The US military’s Defense Advanced Research Projects Agency (DARPA) has selected two companies to design demonstrator aircraft for the agency’s heavy lift seaplane project.

DARPA said on 1 February it has chosen unmanned aerial systems (UAS) maker General Atomics and Boeing subsidiary Aurora Flight Sciences to produce designs under the first phase of the Liberty Lifter programme.

“We are excited to kick off this program and looking forward to working closely with both performer teams as they mature their point-of-departure design concepts through Phase 1,” says DARPA Liberty Lifter programme manager Christopher Kent. “The two teams have taken distinctly different design approaches that will enable us to explore a relatively large design space during Phase 1.”

DARPA launched Liberty Lifter in 2022 with the goal of producing an aircraft capable of carrying large, heavy loads and of taking off and landing on water without ground or ship-based infrastructure.

San Diego-based General Atomics, which produces popular UAS platforms including the MQ-9 Reaper and MQ-1C Gray Eagle, was selected for the programme last November. The company received a $7.96 million development contract.

“Our experience in maritime aircraft such as the MQ-9B SkyGuardian and SeaGuardian will help advance the capabilities of the Liberty Lifter concept and expand our cargo aircraft portfolio,” General Atomics president David Alexander said on 1 February.


Source: DARPA

Rendering of General Atomics’ Liberty Lifter concept – a twin-hull, mid-wing design with 12 turboshaft engines

Aurora, an aerospace technology developer purchased by Boeing in 2017, now follows General Atomics on Liberty Lifter.

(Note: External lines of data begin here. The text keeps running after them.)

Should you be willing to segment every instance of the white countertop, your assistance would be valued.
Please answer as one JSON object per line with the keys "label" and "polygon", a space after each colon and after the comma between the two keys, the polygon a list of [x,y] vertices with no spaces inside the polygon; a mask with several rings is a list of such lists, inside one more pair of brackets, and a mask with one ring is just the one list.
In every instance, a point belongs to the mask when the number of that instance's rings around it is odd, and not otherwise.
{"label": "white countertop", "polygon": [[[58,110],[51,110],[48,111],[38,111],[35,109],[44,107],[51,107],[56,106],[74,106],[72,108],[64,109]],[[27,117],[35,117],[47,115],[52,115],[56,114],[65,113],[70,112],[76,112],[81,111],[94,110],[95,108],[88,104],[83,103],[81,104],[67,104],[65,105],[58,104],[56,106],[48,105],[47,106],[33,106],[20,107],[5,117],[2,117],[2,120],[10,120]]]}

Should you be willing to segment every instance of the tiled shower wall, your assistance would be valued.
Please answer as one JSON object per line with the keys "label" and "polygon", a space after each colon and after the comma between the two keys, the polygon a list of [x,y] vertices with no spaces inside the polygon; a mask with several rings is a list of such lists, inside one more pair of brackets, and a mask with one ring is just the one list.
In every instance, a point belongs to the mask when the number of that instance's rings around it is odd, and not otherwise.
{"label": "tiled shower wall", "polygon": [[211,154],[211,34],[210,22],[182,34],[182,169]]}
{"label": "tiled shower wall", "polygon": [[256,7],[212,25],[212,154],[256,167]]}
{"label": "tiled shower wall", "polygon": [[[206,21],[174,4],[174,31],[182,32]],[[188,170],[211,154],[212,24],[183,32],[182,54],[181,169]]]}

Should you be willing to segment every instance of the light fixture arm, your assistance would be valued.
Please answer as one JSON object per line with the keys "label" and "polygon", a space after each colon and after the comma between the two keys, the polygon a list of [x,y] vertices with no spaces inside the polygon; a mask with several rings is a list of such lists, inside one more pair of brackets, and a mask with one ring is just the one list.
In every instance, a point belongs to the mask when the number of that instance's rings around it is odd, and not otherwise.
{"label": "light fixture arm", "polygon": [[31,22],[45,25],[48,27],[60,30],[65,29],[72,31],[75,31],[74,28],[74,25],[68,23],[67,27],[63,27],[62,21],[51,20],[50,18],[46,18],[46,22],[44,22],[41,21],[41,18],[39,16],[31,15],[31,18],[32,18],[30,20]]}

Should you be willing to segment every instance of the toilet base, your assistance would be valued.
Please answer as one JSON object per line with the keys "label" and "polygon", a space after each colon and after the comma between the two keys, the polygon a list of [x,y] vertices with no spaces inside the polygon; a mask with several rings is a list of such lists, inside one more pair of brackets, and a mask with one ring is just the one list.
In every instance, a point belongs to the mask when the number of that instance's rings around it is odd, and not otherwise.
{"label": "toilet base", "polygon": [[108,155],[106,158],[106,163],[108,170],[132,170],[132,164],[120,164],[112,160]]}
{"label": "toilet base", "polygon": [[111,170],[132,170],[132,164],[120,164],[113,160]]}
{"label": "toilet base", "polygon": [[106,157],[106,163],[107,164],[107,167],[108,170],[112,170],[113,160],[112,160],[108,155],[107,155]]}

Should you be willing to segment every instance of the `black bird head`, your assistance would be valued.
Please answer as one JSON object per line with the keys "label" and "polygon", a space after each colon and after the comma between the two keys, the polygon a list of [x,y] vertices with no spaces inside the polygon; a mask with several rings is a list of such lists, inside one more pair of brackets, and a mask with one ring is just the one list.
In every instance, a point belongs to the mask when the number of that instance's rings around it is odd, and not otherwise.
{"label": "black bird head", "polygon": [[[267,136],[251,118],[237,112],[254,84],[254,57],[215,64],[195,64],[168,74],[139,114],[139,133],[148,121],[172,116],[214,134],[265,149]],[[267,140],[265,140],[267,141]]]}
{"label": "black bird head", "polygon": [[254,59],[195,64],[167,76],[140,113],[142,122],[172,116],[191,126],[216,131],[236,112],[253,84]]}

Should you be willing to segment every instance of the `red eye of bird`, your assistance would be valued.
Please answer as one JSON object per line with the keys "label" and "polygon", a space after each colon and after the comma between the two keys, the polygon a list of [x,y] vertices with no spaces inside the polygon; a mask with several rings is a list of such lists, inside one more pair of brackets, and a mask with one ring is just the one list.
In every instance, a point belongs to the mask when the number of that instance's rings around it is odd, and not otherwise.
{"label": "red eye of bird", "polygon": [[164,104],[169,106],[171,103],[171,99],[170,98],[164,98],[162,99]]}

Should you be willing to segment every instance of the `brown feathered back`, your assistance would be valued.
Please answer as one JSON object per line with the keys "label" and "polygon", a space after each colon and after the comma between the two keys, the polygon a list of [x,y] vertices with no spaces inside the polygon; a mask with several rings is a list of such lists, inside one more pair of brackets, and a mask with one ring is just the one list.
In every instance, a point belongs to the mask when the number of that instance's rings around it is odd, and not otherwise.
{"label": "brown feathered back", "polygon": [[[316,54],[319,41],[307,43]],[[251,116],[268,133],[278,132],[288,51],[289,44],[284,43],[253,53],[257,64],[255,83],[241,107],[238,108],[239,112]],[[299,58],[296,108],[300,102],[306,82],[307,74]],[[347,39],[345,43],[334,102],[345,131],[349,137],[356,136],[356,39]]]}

The company confirmed on 1 February it was selected by DARPA for Phase 1 and has received six months of funding to reach “conceptual design review of a wing-in-ground-effect seaplane”.

“Aurora’s point-of-departure concept is a high-wing mono-hull seaplane designed for affordable full-scale production and extended maritime operations, including at high sea states and in high-traffic areas,” the company says.

The initial Liberty Lifter contract includes an executable option to continue work through preliminary design review, Aurora notes.

DARPA says it established several target goals for the Liberty Lifter demonstrator designs, with the aircraft being similar in size and capacity to Boeing’s C-17 Globemaster cargo transport jet.

“Goals include taking off and landing in Sea State 4, sustained on-water operation up to Sea State 5 and extended flight close to the water in ground effect, with the capability to fly out of ground effect at altitudes up to 10,000 feet above sea level,” the agency notes.

Sea State 5 ocean conditions include wave heights of 2.5-4m (8-13ft), under the World Meteorological Organization’s sea state code.

DARPA notes the General Atomics team has selected a twin-hull, mid-wing design to “optimise on-water stability”. The proposal employs distributed propulsion using 12 turboshaft engines.

Aurora’s initial approach “more closely resembles a traditional flying boat, with a single hull, high wing and eight turboprops for primary propulsion”, the agency says.


Source: DARPA

Aurora Flight Sciences’ Liberty Lifter concept uses a single hull, high-wing design and eight turboprops for primary propulsion

The Liberty Lifter concept was borne from a perceived vulnerability of traditional heavy lift platforms, both aerial and maritime.

“Although current sealift is very efficient in transporting large amounts of payload, it is vulnerable to threats, requires functional ports and results in long transit times,” DARPA noted when announcing the initiative. “Traditional airlift is much faster, but has limited ability to support maritime operations.”

The agency hopes Liberty Lifter will demonstrate “a leap in operational logistics capabilities”, it said.

During Phase 1, DARPA plans to work with Aurora and General Atomics to refine the Liberty Lifter designs “with particular attention to operational needs and operating concepts”, it says. The Phase 1 contract awards cover an 18-month period of work, including six months of conceptual design work, nine months of design maturation and three months for manufacturing planning and for test and demonstration planning reviews.

Phase 2, which includes continued detailed design, manufacturing and demonstration of a full-scale Liberty Lifter X-Plane, will begin in mid-2024.

DARPA says it anticipates teaming with one or more of the uniformed US military services to develop the Liberty Lifter concept into an operational vehicle.